The Spectator

The Brown version

For children who have been naughty this year, Simon & Schuster have just produced the perfect punitive Christmas present: a new book from Gordon Brown, Beyond the Crash.

issue 11 December 2010

For children who have been naughty this year, Simon & Schuster have just produced the perfect punitive Christmas present: a new book from Gordon Brown, Beyond the Crash. It would be a mistake to write off our former prime minister’s musings on the financial crisis as an irrelevance, to be read only by Tories with a taste for schadenfreude. It provides a compendium of the dangerous thinking which brought such economic calamity to Britain, and threatens us still.

Brown claims, preposterously, that the crash would have been much less severe if only senior bankers had paid themselves 10 per cent less. He speaks darkly of ‘unchecked greed’, when the root problem lay with unchecked incompetence at the Treasury. Why was there no banking crisis in Australia, Canada or Sweden? Because they had a properly regulated banking system. Britain had an inept system designed by Brown himself, which encouraged banks to take greater risks. It was ministerial greed for higher tax revenues — and 40 per cent tax on bankers’ bonuses — that meant so few questions were asked. London was transformed into a bankers’ casino.

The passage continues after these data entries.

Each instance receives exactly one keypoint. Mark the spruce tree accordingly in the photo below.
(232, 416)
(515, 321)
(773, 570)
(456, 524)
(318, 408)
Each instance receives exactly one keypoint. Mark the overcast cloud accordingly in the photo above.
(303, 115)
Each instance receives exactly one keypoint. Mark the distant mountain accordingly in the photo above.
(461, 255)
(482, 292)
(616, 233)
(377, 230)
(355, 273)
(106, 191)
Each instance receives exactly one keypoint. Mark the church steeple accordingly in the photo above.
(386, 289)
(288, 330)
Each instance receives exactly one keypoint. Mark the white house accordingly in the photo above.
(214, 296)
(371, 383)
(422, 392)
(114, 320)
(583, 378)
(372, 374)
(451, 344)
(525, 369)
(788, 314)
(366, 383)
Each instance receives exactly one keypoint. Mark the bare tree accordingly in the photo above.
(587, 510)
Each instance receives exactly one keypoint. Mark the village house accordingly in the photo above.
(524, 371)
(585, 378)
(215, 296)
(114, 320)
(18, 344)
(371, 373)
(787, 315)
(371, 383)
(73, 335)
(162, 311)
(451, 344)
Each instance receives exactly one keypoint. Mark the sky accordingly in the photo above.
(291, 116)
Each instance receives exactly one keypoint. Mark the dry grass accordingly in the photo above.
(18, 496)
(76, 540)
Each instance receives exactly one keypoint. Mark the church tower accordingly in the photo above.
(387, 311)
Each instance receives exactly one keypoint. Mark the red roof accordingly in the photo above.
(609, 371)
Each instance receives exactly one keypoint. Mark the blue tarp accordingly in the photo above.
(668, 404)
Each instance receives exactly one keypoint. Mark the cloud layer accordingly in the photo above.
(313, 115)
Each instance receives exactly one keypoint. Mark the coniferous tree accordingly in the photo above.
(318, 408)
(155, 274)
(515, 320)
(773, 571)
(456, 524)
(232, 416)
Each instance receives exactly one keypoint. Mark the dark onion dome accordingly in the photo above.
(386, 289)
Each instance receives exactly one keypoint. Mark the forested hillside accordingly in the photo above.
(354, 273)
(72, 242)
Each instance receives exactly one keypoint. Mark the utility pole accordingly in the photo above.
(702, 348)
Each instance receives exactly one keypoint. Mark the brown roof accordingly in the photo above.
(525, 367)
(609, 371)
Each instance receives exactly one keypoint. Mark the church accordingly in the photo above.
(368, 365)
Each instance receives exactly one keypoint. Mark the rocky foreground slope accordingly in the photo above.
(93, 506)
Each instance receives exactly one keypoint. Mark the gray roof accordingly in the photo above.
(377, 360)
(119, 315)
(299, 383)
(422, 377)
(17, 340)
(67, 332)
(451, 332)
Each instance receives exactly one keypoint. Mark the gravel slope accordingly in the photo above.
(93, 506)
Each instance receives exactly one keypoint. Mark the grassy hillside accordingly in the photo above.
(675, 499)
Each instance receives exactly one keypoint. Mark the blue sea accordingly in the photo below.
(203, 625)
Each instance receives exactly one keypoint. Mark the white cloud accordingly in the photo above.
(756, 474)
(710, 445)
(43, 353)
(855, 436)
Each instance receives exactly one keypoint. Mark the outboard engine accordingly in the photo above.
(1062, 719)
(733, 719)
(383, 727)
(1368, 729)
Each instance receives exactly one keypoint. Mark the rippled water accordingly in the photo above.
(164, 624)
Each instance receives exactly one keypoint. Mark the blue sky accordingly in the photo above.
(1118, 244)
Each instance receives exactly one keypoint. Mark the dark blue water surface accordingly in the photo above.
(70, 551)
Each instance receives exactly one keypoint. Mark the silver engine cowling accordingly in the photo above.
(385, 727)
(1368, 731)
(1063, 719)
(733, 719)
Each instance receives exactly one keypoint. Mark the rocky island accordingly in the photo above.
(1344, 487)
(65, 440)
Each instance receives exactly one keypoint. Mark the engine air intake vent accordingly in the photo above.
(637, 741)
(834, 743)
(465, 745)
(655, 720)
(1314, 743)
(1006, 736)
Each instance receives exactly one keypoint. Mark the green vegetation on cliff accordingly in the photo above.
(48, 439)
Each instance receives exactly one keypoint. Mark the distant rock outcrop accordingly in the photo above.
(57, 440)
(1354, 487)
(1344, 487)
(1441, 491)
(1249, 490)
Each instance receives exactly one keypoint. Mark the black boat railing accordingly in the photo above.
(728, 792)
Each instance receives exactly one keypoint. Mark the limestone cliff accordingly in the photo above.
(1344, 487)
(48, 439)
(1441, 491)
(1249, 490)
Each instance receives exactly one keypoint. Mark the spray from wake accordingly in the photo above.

But as Brown has found to his delight, no one points this out. In his book, he speaks of the crisis as if it were an economic Sars virus, incubated in Asia then creeping to America and hitting a defenceless Britain. His mistakes — overspending, ordering the Bank of England to ignore the asset price bubble, thereby keeping debt dangerously cheap — are mentioned nowhere. The Conservatives are embarrassed because they accepted so many Brownite errors in opposition; he even taught them to say ‘investment’ instead of ‘spending’. The Tory manifesto was splattered with Brownian pledges — for example, to ‘protect’ the NHS and foreign aid budgets on the basis that cash means that you care.

Brown now likes to claims that George Osborne’s cuts imperil the recovery.